The organizational account of teleology suggested by Holm as a solution to certain problems at the connection between ethics and biology is developed, in detail, in another contribution to this issue. In “What Makes Biological Organization Teleological?” Matteo Mossio and Leonardo Bich argue that we can understand teleology as arising from self-determining systems, systems whose activity contributes to the conditions of that systems existence. The central challenge with such an account is to articulate the conditions for self-determination such that not every biological system or system with response-dependent mechanism counts as teleological. Mossio and Bich aim to identify the sorts of causal relationships between components of an organized biological system that makes it count as self-determining in the relevant sense.

The papers so far mentioned highlight disputes about the relationship of functions to teleology and what that means for various issues outside the functions literature. Two other papers in this issue show why debates about functions are still relevant to philosophy of science. In “A Persistence Enhancing Propensity Account of Ecological Function to Explain Ecosystem Evolution” Antoine Dussault and Frederic Bouchard argue for an extension of causal-role accounts of function, specifically those that are forward-looking such as Bigelow and Pargetter’s fitness enhancing account, can be extended to capture function ascriptions in ecology. While accounts of biological function have typically been designed to capture the functional organization of organisms, Dussault and Bouchard argue that not only can such an account accommodate functional organization at the ecosystemic-level but that doing so helps to reconcile ecology and evolutionary biology, providing us a mechanism for thinking about the functional organization and evolution of ecosystems.

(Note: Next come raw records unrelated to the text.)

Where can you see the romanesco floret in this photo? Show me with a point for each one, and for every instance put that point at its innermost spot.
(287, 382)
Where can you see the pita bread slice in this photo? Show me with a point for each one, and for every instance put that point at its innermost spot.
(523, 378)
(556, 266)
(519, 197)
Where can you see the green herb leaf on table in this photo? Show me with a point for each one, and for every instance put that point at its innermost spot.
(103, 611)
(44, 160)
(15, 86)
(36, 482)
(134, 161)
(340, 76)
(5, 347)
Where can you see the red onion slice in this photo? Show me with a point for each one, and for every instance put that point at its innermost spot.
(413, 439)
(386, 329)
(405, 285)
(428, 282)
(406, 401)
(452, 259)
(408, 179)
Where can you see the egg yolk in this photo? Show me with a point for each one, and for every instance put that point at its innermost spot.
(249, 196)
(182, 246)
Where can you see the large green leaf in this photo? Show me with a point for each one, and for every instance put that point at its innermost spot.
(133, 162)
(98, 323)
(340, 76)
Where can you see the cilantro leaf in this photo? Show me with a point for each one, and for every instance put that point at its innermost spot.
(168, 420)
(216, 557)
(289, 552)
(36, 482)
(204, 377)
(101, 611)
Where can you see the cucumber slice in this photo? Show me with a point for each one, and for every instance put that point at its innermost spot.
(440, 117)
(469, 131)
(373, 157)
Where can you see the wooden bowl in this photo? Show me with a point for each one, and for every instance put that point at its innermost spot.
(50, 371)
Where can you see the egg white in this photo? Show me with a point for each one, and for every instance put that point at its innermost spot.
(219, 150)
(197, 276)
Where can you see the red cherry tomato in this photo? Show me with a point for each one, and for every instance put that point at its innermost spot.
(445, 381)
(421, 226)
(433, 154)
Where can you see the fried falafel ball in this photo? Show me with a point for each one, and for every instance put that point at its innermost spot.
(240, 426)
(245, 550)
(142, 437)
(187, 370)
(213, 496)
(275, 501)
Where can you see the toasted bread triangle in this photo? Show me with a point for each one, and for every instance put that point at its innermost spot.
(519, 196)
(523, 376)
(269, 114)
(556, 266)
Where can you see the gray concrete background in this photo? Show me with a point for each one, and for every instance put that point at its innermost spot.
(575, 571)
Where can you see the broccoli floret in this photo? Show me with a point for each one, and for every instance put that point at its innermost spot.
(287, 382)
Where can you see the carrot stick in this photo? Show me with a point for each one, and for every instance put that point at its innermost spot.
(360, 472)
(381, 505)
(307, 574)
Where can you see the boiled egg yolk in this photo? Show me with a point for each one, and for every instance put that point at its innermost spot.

In “Functional Analysis and Species Design” Karen Neander extends on the important work she has done on functions over the last several decades. In particular she takes issue with the apparently well-established consensus amongst function theorists that functional biologists such as physiologists and neurophysiologists appeal to Cummins functions in explaining the workings of bodies and brains. Neander argues that function theorists should not rest assured that Cummins functions are superior to selected functions as candidates for answering How-questions. Her central claim is that what she characterises as normal-proper functions of system components are of explanatory significance in functional biology. Still, such normal-proper functions are neither Cummins functions, nor are they causally efficacious properties of their bearers. Thus, Neander concludes that selected functions as characterised by the etiological theory are good candidates for being normal-proper functions and may thus serve the explanatory needs of functional biologists.

One of the main selling points of the etiological theory of functions defended by Neander is that it promises to provide a non-intentional basis for accounting for the teleological nature of biological functions. The final paper of the issue takes up a recent objection to the etiological theory of function. According to the circularity objection, there is no coherent, non-circular way to determine whether two trait tokens are of the same trait type. In the final paper of the issue, “Two Arguments for the Etiological Theory over the Modal Theory of Biological Function”, Brain Leahy and Maximilian Huber defend the etiological theory against this objection in part by providing arguing that homology is an adequate way of individuating trait types.